The most popular video platform, YouTube , has not been going through its best moment in recent months.
After a British newspaper reported that major brand advertisements appeared in videos with violent or extremist content, many advertisers decided to stop showing on the platform.
Google's biggest mistake was trying to treat YouTube as an extension of television to make it more attractive to advertisers.
However, the characteristics of the digital video ecosystem , from what its audiences are like to how advertising is sold, are radically different from those of the "idiot box."
And one important element has been overlooked in the industry: digital media is not just one platform but 7 or more major platforms with YouTube being the most important in terms of video.
All of these platforms share the same space but have different business models, measurement systems, user behavior, and advertising models.
Ciara Henderson, director of strategy at VIDRIO, offers us in brazil phone number Barnd Quarterly some of the premises that have been ignored in the digital industry:
1. In the digital world not everything works the same way
2. Programmatic is the process of buying advertising at scale and is not the same as behavioral targeting.

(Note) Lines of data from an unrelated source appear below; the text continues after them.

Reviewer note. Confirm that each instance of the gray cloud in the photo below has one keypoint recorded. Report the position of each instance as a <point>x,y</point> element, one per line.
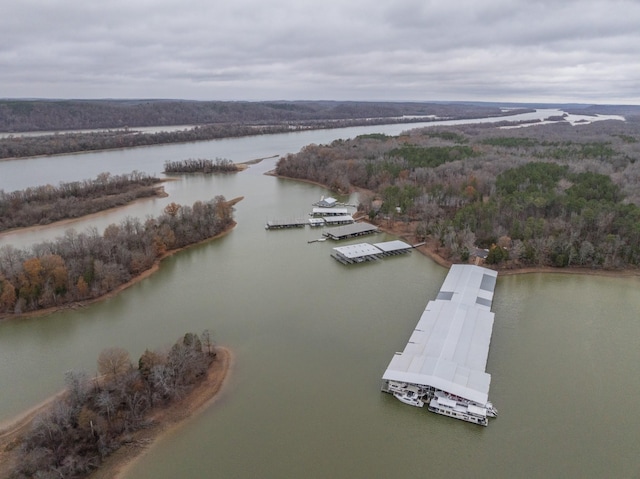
<point>509,50</point>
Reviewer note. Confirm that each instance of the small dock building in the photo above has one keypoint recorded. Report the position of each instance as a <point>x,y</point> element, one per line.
<point>362,252</point>
<point>284,224</point>
<point>444,361</point>
<point>329,211</point>
<point>350,231</point>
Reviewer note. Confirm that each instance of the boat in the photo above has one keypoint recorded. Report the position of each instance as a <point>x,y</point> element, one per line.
<point>409,397</point>
<point>441,404</point>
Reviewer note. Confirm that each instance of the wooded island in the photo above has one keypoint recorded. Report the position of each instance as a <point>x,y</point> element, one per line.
<point>546,195</point>
<point>84,266</point>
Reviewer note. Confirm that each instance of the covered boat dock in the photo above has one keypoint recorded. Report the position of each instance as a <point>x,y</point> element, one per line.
<point>446,355</point>
<point>362,252</point>
<point>350,231</point>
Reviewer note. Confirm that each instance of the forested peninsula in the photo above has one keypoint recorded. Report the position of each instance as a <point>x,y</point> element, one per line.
<point>42,205</point>
<point>552,195</point>
<point>103,422</point>
<point>80,267</point>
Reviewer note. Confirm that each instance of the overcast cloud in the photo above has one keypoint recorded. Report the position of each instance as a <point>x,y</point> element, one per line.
<point>420,50</point>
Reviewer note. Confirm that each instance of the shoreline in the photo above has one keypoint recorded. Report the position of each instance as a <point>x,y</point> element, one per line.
<point>168,420</point>
<point>145,274</point>
<point>164,421</point>
<point>431,251</point>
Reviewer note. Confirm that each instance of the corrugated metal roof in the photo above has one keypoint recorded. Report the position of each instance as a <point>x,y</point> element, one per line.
<point>395,245</point>
<point>450,345</point>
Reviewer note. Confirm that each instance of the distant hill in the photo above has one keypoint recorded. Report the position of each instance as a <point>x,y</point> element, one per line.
<point>60,115</point>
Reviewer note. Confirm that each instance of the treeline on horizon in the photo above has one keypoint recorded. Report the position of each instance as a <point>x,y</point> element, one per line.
<point>84,266</point>
<point>545,195</point>
<point>58,115</point>
<point>212,120</point>
<point>201,165</point>
<point>46,204</point>
<point>96,416</point>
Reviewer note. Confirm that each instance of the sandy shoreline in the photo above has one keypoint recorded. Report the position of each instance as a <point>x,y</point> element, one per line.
<point>165,420</point>
<point>145,274</point>
<point>168,420</point>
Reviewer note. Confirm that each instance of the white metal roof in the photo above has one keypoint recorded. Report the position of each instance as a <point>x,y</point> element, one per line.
<point>352,229</point>
<point>449,347</point>
<point>395,245</point>
<point>357,250</point>
<point>337,218</point>
<point>330,211</point>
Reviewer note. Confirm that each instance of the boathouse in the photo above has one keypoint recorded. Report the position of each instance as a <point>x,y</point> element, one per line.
<point>329,211</point>
<point>338,220</point>
<point>444,361</point>
<point>361,252</point>
<point>287,223</point>
<point>328,202</point>
<point>350,231</point>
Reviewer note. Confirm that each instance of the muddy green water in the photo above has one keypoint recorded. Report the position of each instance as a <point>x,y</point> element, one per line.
<point>311,339</point>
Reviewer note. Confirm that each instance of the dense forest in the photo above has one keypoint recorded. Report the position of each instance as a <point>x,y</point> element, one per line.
<point>201,165</point>
<point>544,195</point>
<point>45,204</point>
<point>96,416</point>
<point>83,266</point>
<point>60,115</point>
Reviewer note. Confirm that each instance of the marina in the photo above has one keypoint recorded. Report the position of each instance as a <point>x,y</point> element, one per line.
<point>443,364</point>
<point>362,252</point>
<point>350,231</point>
<point>286,224</point>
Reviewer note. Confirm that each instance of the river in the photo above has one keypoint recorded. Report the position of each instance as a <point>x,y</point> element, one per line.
<point>311,339</point>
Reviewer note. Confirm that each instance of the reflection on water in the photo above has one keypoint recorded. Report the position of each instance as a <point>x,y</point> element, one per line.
<point>311,339</point>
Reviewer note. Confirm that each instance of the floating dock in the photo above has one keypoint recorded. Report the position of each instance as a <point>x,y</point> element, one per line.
<point>444,361</point>
<point>284,224</point>
<point>329,211</point>
<point>363,252</point>
<point>350,231</point>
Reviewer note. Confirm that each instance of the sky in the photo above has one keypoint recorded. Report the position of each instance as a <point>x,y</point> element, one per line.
<point>554,51</point>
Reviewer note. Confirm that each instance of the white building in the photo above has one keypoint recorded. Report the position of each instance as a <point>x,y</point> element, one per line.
<point>444,361</point>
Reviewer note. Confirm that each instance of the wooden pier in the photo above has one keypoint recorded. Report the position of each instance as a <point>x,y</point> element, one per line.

3. Behavioral data, which over-individuates consumers, is not preferable to less data.
4. Independent measurement and verification are not necessary
The complexity of the 2.0 environment is precisely its precision. While ratings are based on the extrapolation of data and samples, digital offers exact measurements.
"While ratings calculate an average audience, digital shows precisely how many times a piece of content has been viewed, who has viewed it, and sometimes whether a purchase has been made. And that is something that television cannot do ," he explains.
Independent measurements are not necessary in the digital world. YouTube has a direct-to-advertiser advertising model whose metrics accurately and immediately show the effectiveness of the investment.
Henderson therefore rejects the industry's recommendations for ensuring so-called "brand safety" on YouTube: restricting the supply of video through video inventory and promoting third-party verification.
Why? Because both solutions try to imitate the television measurement model (independent verification, large audiences, limited ads, limited inventory) which only increases the cost of advertising.
The success of the digital video ecosystem and YouTube in particular lies in its ability to reach hyper-fragmented audiences through user-generated content as opposed to the masses of television.
In this way, while television crosses its fingers to reach consumers, digital media allows reaching the desired consumer at the desired time.